The Serenity System developed by Texas-based company MicroTransponder aims to fix that by ‘retraining’ the cortex to hear all frequencies normally.

An illustration of the Serenity System. Image credit: MicroTransponder

As reported by the New Scientist, the treatment consists of software that plays specific frequencies and an electronic cuff which is affixed to the vagus nerves – one of the twelve cranial nerves that connect the brain to the major organs.

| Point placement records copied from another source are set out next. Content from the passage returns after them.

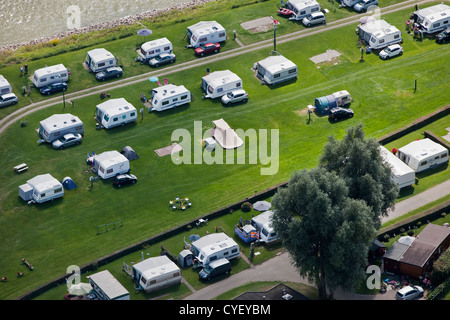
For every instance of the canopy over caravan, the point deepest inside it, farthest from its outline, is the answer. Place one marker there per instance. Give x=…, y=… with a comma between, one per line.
x=5, y=87
x=57, y=125
x=275, y=69
x=379, y=34
x=156, y=273
x=433, y=19
x=225, y=136
x=48, y=75
x=41, y=188
x=99, y=59
x=401, y=173
x=204, y=32
x=218, y=83
x=169, y=96
x=302, y=8
x=153, y=48
x=110, y=163
x=423, y=154
x=115, y=112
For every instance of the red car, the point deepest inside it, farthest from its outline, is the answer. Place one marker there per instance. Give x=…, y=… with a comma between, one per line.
x=207, y=48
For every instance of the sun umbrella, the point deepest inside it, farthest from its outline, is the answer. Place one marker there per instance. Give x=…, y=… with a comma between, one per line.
x=262, y=205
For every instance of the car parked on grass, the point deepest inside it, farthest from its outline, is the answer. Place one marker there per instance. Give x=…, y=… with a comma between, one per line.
x=409, y=293
x=54, y=87
x=109, y=73
x=123, y=179
x=339, y=113
x=235, y=96
x=8, y=99
x=163, y=58
x=67, y=140
x=314, y=18
x=207, y=48
x=391, y=51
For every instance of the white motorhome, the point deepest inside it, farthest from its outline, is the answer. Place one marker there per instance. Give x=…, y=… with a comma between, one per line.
x=433, y=19
x=263, y=223
x=423, y=154
x=108, y=164
x=115, y=112
x=57, y=125
x=401, y=173
x=153, y=48
x=41, y=188
x=205, y=32
x=48, y=75
x=156, y=273
x=218, y=83
x=99, y=59
x=276, y=69
x=5, y=87
x=302, y=8
x=169, y=96
x=379, y=34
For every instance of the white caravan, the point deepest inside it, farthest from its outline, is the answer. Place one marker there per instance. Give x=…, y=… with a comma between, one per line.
x=401, y=173
x=263, y=223
x=115, y=112
x=48, y=75
x=276, y=69
x=433, y=19
x=153, y=48
x=41, y=188
x=423, y=154
x=100, y=59
x=379, y=34
x=110, y=163
x=302, y=8
x=168, y=97
x=57, y=125
x=205, y=32
x=219, y=83
x=156, y=273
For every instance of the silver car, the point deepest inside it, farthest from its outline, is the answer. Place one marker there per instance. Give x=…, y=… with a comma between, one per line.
x=8, y=99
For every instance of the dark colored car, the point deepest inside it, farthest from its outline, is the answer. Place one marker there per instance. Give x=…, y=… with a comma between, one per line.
x=207, y=48
x=123, y=179
x=340, y=113
x=54, y=87
x=113, y=72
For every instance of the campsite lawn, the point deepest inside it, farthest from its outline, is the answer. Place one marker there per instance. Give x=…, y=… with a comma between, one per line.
x=54, y=235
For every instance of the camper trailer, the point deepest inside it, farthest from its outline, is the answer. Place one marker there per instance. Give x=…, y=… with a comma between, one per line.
x=57, y=125
x=401, y=173
x=109, y=164
x=156, y=273
x=205, y=32
x=153, y=48
x=41, y=188
x=276, y=69
x=379, y=34
x=99, y=59
x=115, y=112
x=5, y=87
x=169, y=96
x=323, y=105
x=48, y=75
x=263, y=223
x=423, y=154
x=302, y=8
x=219, y=83
x=433, y=19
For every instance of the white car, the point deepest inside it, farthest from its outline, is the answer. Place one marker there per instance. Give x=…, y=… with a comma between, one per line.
x=235, y=96
x=391, y=51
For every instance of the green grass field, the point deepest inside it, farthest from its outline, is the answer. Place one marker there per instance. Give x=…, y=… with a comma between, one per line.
x=54, y=235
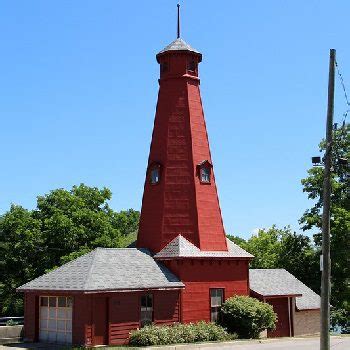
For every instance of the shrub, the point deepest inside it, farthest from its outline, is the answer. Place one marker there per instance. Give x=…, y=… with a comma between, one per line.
x=178, y=333
x=247, y=316
x=11, y=322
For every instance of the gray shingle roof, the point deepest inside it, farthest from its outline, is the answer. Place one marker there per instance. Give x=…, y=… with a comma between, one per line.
x=182, y=248
x=270, y=282
x=107, y=269
x=178, y=45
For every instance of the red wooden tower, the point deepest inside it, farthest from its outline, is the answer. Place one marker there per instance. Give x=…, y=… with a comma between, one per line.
x=181, y=219
x=180, y=195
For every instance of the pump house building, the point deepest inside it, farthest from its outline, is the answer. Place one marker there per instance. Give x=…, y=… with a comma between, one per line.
x=182, y=267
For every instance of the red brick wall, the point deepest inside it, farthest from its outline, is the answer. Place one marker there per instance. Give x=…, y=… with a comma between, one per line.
x=200, y=276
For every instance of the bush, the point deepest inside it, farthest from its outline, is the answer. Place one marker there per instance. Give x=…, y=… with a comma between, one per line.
x=178, y=333
x=11, y=323
x=247, y=316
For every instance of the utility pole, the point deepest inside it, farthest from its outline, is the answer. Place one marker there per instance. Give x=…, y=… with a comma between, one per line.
x=326, y=261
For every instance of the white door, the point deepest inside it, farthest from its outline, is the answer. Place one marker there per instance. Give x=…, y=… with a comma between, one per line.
x=55, y=324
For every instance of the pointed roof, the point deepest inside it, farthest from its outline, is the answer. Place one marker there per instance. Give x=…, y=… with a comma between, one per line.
x=180, y=247
x=107, y=269
x=178, y=45
x=273, y=282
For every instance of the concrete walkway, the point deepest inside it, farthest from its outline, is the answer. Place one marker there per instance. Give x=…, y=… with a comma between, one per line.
x=312, y=343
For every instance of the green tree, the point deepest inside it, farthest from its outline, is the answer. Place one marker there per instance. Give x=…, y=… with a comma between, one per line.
x=340, y=218
x=64, y=225
x=283, y=248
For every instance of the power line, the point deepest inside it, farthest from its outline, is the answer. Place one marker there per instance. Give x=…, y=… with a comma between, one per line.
x=342, y=82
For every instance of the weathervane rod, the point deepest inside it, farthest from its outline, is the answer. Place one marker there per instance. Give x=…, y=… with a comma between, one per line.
x=178, y=20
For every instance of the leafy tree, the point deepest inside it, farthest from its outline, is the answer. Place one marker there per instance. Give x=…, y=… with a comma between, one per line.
x=340, y=219
x=283, y=248
x=64, y=225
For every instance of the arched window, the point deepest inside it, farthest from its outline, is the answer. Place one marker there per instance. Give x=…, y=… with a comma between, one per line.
x=192, y=66
x=204, y=172
x=164, y=67
x=154, y=174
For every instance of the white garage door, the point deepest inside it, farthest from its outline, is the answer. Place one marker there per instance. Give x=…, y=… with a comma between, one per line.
x=55, y=319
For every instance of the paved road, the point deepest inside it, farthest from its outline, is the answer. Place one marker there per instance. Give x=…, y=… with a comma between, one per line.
x=337, y=343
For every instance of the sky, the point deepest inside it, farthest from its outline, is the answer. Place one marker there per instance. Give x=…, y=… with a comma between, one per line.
x=78, y=91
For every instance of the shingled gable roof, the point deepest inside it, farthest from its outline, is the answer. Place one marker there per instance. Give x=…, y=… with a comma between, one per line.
x=107, y=269
x=180, y=247
x=272, y=282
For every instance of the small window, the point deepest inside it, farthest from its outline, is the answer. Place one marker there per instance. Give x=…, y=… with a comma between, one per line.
x=205, y=174
x=146, y=314
x=154, y=174
x=192, y=66
x=164, y=67
x=216, y=300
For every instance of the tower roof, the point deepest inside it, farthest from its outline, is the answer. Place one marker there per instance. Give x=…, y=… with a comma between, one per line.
x=179, y=45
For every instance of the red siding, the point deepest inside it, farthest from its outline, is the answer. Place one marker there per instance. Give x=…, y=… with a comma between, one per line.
x=82, y=320
x=200, y=276
x=124, y=317
x=106, y=318
x=179, y=204
x=280, y=306
x=124, y=311
x=30, y=317
x=100, y=320
x=166, y=307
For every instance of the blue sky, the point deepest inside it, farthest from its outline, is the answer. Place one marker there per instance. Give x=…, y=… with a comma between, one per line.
x=79, y=87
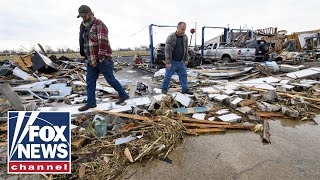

The person receiving the treatment listens to various frequencies that stimulate their tinnitus while the cuff sends small electrical pulses down the vagus nerve. This triggers the release of chemicals that speed the brain’s capacity to remodel itself.

Trials of the treatment have been successful in rats and if human trials currently underway pan out the same MicroTransponder thinks the Serenity System could be offered to consumers from the middle of 2015. Listen out for more then.